Overall, PC malware increased 28 percent to the tune of 14 million new samples. New malware targeting Macs registered flat growth for the third consecutive quarter. In addition, McAfee noted a number of other threats that saw an uptick during the first few months of the year. Chief among them was a 30 percent increase in threats targeting the master boot record [MBR], such as StealthMBR, TDSS, Cidox and Shamoon. MBR malware has reached an all-time high during the past two quarters, McAfee noted, adding that compromising the MBR offers an attacker a wide variety of control, persistence, and deep penetration.
“MBR threats can remain on a system for a long time without the victim’s knowledge and download other forms of malware,” according to the report.
The number of suspicious URLs detected by McAfee jumped 12 percent compared to the fourth quarter of 2012 as cybercriminals continued their movement away from botnets as the primary distribution mechanism for malware, researchers reported.
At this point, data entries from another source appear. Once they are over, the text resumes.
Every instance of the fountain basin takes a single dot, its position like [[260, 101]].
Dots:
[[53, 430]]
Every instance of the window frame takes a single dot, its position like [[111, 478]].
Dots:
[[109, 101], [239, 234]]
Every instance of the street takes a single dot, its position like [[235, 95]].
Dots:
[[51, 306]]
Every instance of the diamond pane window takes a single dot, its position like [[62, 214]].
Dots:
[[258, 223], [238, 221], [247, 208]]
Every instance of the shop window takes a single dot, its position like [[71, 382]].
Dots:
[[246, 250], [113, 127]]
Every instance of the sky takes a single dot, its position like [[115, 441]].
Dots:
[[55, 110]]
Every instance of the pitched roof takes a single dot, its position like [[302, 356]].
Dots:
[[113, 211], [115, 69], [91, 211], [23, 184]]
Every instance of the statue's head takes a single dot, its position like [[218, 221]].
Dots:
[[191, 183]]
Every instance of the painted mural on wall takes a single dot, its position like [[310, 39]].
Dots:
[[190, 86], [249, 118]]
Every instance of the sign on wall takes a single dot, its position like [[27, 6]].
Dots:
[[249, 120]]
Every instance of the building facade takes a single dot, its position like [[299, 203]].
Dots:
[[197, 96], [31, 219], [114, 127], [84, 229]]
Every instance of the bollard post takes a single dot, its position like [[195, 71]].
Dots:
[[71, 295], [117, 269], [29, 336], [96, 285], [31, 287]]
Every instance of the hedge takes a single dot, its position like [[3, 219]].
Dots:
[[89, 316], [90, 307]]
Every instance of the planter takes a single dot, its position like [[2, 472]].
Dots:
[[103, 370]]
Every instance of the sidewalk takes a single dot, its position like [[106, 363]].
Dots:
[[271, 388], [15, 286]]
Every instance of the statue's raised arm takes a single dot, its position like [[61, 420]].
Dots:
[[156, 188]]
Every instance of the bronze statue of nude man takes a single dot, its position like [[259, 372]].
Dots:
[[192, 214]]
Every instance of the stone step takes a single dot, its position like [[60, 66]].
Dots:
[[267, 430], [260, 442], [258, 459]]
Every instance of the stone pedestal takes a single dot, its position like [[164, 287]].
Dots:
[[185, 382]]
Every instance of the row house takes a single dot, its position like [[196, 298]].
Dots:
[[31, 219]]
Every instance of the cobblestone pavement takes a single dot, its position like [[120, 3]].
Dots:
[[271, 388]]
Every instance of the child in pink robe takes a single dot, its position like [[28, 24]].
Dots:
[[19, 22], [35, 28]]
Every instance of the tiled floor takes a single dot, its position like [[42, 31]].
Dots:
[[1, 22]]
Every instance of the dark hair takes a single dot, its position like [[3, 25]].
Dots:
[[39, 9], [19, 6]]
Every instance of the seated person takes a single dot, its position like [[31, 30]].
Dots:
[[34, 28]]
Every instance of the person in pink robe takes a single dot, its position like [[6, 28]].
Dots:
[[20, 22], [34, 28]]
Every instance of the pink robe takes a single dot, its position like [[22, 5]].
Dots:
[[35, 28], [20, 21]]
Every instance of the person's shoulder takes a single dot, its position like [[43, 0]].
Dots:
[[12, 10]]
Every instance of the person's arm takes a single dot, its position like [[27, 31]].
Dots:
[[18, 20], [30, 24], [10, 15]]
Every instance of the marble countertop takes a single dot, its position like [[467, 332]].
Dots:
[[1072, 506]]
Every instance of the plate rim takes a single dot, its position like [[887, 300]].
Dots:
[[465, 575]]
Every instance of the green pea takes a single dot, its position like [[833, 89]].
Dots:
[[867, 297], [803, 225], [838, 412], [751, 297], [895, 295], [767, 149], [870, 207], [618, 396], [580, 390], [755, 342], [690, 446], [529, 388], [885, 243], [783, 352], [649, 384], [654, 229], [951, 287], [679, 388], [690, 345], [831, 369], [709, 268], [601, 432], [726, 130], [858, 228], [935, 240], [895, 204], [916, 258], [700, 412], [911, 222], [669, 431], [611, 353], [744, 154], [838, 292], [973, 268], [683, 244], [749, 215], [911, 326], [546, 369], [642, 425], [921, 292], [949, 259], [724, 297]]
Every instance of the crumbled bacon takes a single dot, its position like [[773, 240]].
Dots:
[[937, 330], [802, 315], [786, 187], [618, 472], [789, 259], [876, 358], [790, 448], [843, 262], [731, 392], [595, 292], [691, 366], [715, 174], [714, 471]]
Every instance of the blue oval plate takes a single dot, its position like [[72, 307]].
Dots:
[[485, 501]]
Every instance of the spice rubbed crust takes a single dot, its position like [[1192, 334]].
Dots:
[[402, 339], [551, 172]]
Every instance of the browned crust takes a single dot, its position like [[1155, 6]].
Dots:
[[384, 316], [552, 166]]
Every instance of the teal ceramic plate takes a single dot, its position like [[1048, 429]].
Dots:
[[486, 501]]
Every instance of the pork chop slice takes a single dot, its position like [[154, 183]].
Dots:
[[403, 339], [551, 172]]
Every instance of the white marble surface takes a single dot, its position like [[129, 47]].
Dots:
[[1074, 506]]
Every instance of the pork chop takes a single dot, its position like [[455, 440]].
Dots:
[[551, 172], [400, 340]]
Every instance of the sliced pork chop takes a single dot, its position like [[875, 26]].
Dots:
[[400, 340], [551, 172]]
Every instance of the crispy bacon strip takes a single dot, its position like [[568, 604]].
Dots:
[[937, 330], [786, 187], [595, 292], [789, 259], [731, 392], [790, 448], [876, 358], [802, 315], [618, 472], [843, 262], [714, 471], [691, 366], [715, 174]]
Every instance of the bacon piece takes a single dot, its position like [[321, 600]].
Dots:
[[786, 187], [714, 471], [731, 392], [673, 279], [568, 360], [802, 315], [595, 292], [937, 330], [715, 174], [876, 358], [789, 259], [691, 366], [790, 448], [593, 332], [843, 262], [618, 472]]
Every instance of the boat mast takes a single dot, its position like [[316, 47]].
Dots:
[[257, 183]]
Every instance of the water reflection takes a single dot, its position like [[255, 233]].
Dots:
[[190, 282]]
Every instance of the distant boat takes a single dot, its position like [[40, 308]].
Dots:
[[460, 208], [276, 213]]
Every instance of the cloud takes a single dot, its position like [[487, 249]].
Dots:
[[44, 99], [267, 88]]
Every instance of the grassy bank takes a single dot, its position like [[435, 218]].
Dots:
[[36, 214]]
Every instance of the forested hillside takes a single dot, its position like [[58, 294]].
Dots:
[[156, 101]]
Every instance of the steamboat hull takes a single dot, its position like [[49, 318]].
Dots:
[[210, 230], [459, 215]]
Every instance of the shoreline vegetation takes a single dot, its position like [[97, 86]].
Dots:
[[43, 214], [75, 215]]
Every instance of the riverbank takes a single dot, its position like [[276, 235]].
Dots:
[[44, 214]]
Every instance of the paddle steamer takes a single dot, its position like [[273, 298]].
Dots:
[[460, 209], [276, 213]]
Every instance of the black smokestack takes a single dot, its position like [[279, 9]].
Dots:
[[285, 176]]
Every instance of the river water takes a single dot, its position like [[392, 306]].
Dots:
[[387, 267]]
By the end of March, the total number of suspect URLs detected by McAfee Labs passed 64.3 million. These URLs refer to 27.7 million domain names, up six percent from the previous period.
Other findings in the report include a jump in malware targeting Google Android devices as well as the first increase in global spam volume in more than three years due in large part to a growth in pump-and-dump scams and spam campaigns in emerging markets.
“Cybercriminals have come to appreciate that sensitive personal and organizational information are the currency of their ‘hacker economy’,” said Vincent Weafer, senior vice president, McAfee Labs, in a statement. “The resurrection of Koobface reminds us that social networks continue to present a substantial opportunity for intercepting personal information. Within the enterprise, we see password-stealing Trojans evolving to become information-gathering tools for cyber-espionage attacks. Whether they target login credentials or intellectual property and trade secrets, highly-targeted attacks are achieving new levels of sophistication.”